Mungkin inilah yang disebut “educated abstention” atau golput yang terdidik. Mereka yang tidak memilih justru adalah orang-orang yang paham politik. Mereka sengaja tidak memilih karena kecewa dengan pilihan yang ada atau kecewa dengan partai politik, atau bahkan distrust terhadap “panitia”.
Partai Politik Budek
Coba ingat-ingat situasinya. Dari perseliweran media, warga Jakarta tetap memfavoritkan Anies Baswedan dan Ahok. Tapi apa yang terjadi? Tidak ada satupun dari mereka yang muncul sebagai calon. Malah yang muncul adalah nama-nama yang lebih menguntungkan partai politik.
Keputusan pencalonan kepala daerah lebih didasarkan pada kepentingan elite partai, bukan keinginan rakyat. Udah kayak restoran yang menghidangkan menu yang disukai kokinya, bukan pelanggannya.
Ridwan Kamil yang diusung Gerindra dan PKS dan partai koalisi lainnya dalam kubu penguasa, terkesan seperti dipaksakan. Terlihat gak benar-benar solid. Majunya Suswono sebagai calon wagub dari PKS juga sepertinya debatable. Tak semua elit partai koalisi Jakarta Maju berbulat hati untuk memenangkan pasangan tersebut.
Menarik untuk membaca gerak politik PKS. Mereka masih saja gampang banget dikerjain dengan siasat politik. Mereka gak sadar-sadar kalau “Bapak itu” gak bakalan rela memberikan kekuasaan untuk PKS di Jakarta. Ingat gak sih, PKS selalu gagal mendapatkan kekuasaan di Jakarta meskipun kesempatan itu sudah di depan batang hidungnya?

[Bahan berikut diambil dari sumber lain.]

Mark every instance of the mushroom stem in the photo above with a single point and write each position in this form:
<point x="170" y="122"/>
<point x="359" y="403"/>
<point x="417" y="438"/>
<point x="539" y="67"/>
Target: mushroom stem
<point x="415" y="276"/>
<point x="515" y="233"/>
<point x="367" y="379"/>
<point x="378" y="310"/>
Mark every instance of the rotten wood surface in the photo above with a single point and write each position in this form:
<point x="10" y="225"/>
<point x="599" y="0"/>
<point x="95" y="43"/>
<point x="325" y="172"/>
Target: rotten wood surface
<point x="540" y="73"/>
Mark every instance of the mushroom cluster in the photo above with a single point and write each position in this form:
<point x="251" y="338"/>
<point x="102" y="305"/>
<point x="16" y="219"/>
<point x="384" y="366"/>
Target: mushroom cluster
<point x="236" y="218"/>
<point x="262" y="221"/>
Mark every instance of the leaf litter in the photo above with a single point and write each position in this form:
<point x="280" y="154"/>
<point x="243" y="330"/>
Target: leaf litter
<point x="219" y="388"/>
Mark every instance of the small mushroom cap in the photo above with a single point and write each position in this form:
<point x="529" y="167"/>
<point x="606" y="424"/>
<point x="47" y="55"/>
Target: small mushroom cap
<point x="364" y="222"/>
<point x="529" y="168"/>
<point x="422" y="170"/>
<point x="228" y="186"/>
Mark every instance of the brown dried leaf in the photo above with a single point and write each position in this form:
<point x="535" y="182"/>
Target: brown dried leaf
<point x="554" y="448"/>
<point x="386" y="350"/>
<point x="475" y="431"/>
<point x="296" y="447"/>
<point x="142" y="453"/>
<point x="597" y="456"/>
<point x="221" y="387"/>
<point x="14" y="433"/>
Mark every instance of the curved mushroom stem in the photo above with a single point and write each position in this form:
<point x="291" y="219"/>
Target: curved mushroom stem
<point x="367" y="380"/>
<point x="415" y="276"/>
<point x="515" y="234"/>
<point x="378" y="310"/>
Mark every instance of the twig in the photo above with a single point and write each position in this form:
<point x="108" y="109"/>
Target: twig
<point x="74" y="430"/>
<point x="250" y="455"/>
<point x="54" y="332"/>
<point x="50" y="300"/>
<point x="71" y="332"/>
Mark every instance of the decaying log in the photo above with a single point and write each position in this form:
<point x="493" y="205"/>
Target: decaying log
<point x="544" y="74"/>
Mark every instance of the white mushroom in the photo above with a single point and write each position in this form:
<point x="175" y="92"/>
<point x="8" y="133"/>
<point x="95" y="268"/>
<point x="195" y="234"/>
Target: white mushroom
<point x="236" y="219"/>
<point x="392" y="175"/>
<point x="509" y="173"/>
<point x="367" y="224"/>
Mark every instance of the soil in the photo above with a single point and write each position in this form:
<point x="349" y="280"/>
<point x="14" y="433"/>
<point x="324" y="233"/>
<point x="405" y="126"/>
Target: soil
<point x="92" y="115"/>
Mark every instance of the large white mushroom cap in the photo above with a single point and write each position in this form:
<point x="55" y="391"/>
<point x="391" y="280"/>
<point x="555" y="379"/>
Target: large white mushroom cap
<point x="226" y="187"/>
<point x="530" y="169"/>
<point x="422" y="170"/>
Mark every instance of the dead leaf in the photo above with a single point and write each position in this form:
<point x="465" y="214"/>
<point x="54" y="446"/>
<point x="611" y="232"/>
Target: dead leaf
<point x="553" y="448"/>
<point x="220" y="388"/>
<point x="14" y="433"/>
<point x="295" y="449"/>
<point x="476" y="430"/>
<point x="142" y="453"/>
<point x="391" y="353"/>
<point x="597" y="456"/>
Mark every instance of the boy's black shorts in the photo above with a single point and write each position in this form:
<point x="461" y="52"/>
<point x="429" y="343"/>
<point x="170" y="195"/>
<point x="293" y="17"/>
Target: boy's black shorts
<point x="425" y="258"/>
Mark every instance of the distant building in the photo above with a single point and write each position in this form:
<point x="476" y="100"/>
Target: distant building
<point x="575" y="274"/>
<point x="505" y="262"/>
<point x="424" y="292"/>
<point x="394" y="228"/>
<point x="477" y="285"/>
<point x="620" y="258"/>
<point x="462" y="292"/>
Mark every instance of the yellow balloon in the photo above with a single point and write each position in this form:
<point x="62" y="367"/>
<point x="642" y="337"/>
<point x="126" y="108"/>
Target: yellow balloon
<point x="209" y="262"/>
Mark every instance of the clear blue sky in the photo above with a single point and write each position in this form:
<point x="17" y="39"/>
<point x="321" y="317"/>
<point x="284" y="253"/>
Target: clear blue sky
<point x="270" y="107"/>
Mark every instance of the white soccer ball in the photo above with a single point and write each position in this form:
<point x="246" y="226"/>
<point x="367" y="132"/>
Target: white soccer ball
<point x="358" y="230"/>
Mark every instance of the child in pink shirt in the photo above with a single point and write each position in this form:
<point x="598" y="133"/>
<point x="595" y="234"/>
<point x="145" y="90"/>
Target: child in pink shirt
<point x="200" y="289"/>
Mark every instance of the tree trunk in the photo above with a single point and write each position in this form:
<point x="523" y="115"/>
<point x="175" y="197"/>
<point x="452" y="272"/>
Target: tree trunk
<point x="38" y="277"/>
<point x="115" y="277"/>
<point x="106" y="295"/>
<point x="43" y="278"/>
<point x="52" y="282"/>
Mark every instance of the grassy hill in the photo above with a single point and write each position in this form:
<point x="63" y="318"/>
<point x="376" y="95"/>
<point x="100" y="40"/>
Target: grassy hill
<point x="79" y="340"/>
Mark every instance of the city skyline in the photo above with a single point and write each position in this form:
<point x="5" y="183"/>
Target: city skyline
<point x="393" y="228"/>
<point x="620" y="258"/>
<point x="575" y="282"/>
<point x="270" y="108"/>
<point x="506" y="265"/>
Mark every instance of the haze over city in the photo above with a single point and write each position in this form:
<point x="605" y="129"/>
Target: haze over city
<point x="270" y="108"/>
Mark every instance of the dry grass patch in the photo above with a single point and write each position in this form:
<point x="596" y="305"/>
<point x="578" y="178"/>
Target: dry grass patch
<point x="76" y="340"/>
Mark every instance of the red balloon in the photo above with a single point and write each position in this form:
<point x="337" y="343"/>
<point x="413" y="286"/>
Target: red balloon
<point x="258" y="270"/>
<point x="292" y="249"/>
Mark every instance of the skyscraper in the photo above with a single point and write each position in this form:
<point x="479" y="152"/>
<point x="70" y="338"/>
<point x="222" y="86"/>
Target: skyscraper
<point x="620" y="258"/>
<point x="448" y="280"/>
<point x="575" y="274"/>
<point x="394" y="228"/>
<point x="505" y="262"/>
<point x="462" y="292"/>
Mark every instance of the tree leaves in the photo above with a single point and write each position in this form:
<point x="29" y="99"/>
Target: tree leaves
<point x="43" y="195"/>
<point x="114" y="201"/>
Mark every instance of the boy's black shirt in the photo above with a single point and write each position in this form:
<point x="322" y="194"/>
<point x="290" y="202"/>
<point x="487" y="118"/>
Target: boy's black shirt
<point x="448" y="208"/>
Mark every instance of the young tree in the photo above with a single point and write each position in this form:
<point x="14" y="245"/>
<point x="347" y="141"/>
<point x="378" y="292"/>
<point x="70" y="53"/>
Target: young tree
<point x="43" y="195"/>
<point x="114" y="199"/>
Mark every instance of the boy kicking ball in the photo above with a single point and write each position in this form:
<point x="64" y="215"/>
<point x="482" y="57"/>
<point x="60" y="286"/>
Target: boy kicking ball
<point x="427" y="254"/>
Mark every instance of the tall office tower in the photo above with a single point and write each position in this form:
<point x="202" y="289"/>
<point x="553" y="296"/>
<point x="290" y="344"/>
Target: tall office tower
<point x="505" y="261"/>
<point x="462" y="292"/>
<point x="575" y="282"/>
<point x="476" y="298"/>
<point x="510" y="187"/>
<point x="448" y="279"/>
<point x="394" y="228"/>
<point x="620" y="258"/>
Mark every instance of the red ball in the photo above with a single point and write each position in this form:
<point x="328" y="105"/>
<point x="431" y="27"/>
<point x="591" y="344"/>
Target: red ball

Pramono Anung-Rano Karno dari PDIP yang seharusnya menjadi lawan politik Koalisi Ridwan-Suswono yang merepresentasikan kepentingan Prabowo, tau-tau menyatakan akan “tegak lurus” pada Presiden Prabowo. Lha, katanya oposisi? Ternyata pernyataan Pram-Doel ini juga berpengaruh buat warga Jakarta yang merupakan PDIP garis keras. Mereka jadi malas nyoblos.

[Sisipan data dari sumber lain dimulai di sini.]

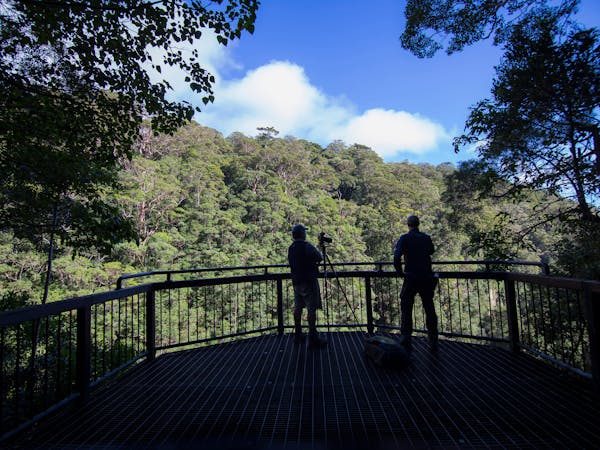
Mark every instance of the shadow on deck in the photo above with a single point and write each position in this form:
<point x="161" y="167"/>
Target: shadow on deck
<point x="267" y="392"/>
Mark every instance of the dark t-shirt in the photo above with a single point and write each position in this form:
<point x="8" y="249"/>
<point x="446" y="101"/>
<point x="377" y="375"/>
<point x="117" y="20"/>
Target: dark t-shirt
<point x="417" y="249"/>
<point x="304" y="259"/>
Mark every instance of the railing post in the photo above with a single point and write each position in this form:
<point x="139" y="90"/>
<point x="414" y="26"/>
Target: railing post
<point x="280" y="306"/>
<point x="84" y="346"/>
<point x="151" y="324"/>
<point x="370" y="327"/>
<point x="592" y="300"/>
<point x="511" y="310"/>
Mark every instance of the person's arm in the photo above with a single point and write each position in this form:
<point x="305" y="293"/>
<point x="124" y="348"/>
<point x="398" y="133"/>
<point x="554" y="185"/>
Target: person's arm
<point x="315" y="255"/>
<point x="398" y="256"/>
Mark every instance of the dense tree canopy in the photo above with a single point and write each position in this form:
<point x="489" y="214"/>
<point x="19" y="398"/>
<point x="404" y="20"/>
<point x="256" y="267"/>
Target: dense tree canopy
<point x="77" y="79"/>
<point x="198" y="199"/>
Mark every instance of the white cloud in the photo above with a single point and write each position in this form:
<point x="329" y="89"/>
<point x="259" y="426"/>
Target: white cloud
<point x="280" y="95"/>
<point x="389" y="132"/>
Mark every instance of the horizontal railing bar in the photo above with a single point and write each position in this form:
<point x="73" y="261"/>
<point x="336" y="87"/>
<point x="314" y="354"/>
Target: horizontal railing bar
<point x="218" y="338"/>
<point x="118" y="369"/>
<point x="556" y="282"/>
<point x="558" y="362"/>
<point x="266" y="267"/>
<point x="445" y="333"/>
<point x="36" y="312"/>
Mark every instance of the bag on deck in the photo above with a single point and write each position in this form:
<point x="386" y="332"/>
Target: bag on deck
<point x="386" y="352"/>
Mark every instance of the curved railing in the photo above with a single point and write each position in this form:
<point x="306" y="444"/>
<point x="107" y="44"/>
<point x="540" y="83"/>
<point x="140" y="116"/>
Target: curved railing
<point x="55" y="353"/>
<point x="478" y="265"/>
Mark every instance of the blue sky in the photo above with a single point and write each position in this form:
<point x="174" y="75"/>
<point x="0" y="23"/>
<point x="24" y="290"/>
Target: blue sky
<point x="327" y="70"/>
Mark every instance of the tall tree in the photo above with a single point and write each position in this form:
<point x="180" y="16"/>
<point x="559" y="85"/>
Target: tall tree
<point x="541" y="128"/>
<point x="76" y="80"/>
<point x="432" y="25"/>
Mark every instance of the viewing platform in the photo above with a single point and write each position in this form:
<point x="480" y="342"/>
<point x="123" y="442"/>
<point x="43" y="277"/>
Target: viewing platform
<point x="209" y="361"/>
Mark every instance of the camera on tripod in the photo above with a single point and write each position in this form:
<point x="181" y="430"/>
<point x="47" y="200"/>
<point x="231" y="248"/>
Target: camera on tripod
<point x="324" y="239"/>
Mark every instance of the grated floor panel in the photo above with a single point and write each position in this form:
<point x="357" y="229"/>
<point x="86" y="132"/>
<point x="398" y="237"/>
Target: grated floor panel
<point x="267" y="392"/>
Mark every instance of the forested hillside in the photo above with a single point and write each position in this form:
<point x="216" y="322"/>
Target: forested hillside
<point x="199" y="199"/>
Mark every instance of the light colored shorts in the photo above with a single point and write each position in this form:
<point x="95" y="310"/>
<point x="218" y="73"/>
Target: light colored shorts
<point x="307" y="295"/>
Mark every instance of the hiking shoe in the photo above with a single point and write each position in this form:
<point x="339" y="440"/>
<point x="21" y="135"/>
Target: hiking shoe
<point x="406" y="342"/>
<point x="316" y="342"/>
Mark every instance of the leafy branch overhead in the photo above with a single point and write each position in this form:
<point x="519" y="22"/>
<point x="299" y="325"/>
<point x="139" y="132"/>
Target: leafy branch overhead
<point x="433" y="25"/>
<point x="111" y="44"/>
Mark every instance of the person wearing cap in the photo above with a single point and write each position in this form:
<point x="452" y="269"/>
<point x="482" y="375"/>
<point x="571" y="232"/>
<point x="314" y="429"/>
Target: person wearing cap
<point x="416" y="248"/>
<point x="304" y="259"/>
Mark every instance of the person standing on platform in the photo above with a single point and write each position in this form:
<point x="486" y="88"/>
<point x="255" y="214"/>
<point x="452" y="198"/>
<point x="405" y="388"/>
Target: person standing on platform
<point x="416" y="248"/>
<point x="304" y="259"/>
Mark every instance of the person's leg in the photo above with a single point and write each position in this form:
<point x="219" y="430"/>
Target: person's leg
<point x="299" y="304"/>
<point x="407" y="300"/>
<point x="298" y="323"/>
<point x="313" y="302"/>
<point x="427" y="292"/>
<point x="313" y="337"/>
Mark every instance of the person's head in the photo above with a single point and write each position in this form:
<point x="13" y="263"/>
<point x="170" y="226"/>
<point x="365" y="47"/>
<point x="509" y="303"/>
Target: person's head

Munculnya Pram sebagai cagub ini memantik kecentilan intelektual saya sih. Jangan-jangan ini siasatnya pak Jokowi karena meskipun hubungan Jokowi-PDIP terlihat runtuh tapi Pram termasuk orang yang loyal sama Jokowi. Lebih baik memberikan kekuasaan Jakarta kepada orang yang jelas-jelas teruji loyalitasnya ketimbang kepada yang jelas-jelas meragukan integritasnya. Jadi Jokowi main? Ini cuma kecentilan pikiranku aja. gosah dianggap serius!
Dharma Pongrekun maju sebagai calon independen. Harusnya ini menarik, kan? Sayangnya, pernyataannya yang meremehkan COVID-19 di masa lalu membuat hanya 10% pemilih di Jakarta percaya pada bacotnya. Sisanya mungkin seperti sopir gojek yang bilang ke saya, “Itu orang sapesih?”
Pelajaran untuk Kita
Tingginya angka golput di Jakarta adalah alarm keras yang tidak boleh diabaikan. Ini bukan tanda bahwa warga Jakarta tidak peduli dengan politik. Justru sebaliknya, mereka sangat paham permainan politik yang menjemukan, sampai-sampai memilih untuk tidak memilih sebagai bentuk protes.
Bagaimana dengan janji-janji kampanye? Kita lihat saja.
Bagi anak muda dan pemilih pemula, ini pelajaran penting. Politik bukan cuma soal mencoblos saat pemilu. Ini soal suara kita, masa depan kita. Kalau partai politik tidak mau mendengar, mungkin sudah saatnya kita yang muda-muda ini yang bergerak. Entah dengan bergabung ke partai untuk mengubah dari dalam, atau menciptakan gerakan politik baru yang benar-benar mendengarkan suara rakyat. Sebab sampai hari ini, mereka (partai politik) hanya mengejar kepentingan elit politik. Kemelaratan rakyat hanya menjadi komoditas kampanye politik saja.